Anfang des Jahres kaufte Google für 3,2 Milliarden Dollar eine Firma, die schicke Thermostate und Rauchmelder herstellt – Nest Labs. Inzwischen wird klarer, was der Suchmaschinengigant damit will: es geht um die erste große Plattform für das vernetzte Zuhause. Als Konkurrent lässt die Firma Apple grüßen, die vor kurzem den Dienst HomeKit vorgestellt hat, mit dem Haushaltsgeräte via Smartphone gesteuert werden können.

Google hat sich für sein Vorhaben einige Partner ins Boot geholt: Jawbone zum Beispiel, eine Firma, die Schrittzähler vertreibt. Die elektronischen Bänder bleiben am Arm und verraten, wann der Besitzer aufwacht, wodurch Nest die Raumtemperatur anpassen kann. Waschmaschine und Trockner von Whirlpool passen sich an die Gegebenheiten auf dem Strommarkt an und starten außerhalb der St0ßzeiten, was (in den USA) eine Rückzahlung bringt – sofern der Strom-Provider bei Nest mitmacht. LIFX stellt WLAN-fähige vielfarbige LED-Lampen her, die per Smartphone gesteuert werden können und bei Feueralarm blinken.
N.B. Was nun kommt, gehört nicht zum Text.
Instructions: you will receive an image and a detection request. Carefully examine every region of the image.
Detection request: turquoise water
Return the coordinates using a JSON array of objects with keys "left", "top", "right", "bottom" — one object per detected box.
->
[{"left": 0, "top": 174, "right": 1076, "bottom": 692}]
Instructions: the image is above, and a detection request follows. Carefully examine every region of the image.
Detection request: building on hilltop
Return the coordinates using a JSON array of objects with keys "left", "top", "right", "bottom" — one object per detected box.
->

Und der Autobauer Daimler in Stuttgart lässt seine Autos mit dem Eigenheim kommunizieren (mit anderen Autos sowieso), so dass es gemütlich warm – oder kühl – ist, wenn der Besitzer daheim ankommt.

Google wäre nicht Google, wenn neben den Annehmlichkeiten für die Anwender nicht noch etwas anderes stecken würde.Google weiß jetzt, in welchem Zimmer sich Nest-Besitzer aufhalten und (in gewissem Rahmen) was sie dort tun, weiß, wann die Bewohner aufstehen, das Haus verlassen und wieder zurückkommen – und natürlich, wo sie währenddessen waren, mit wem sie Kontakt hatten, was sie eingekauft haben … halt.

Noch ist es nicht ganz so weit. Aber es wird wohl nicht mehr lange dauern, bis wir all unsere Daten – auch die intimsten – den großen Konzernen freiwillig überlassen.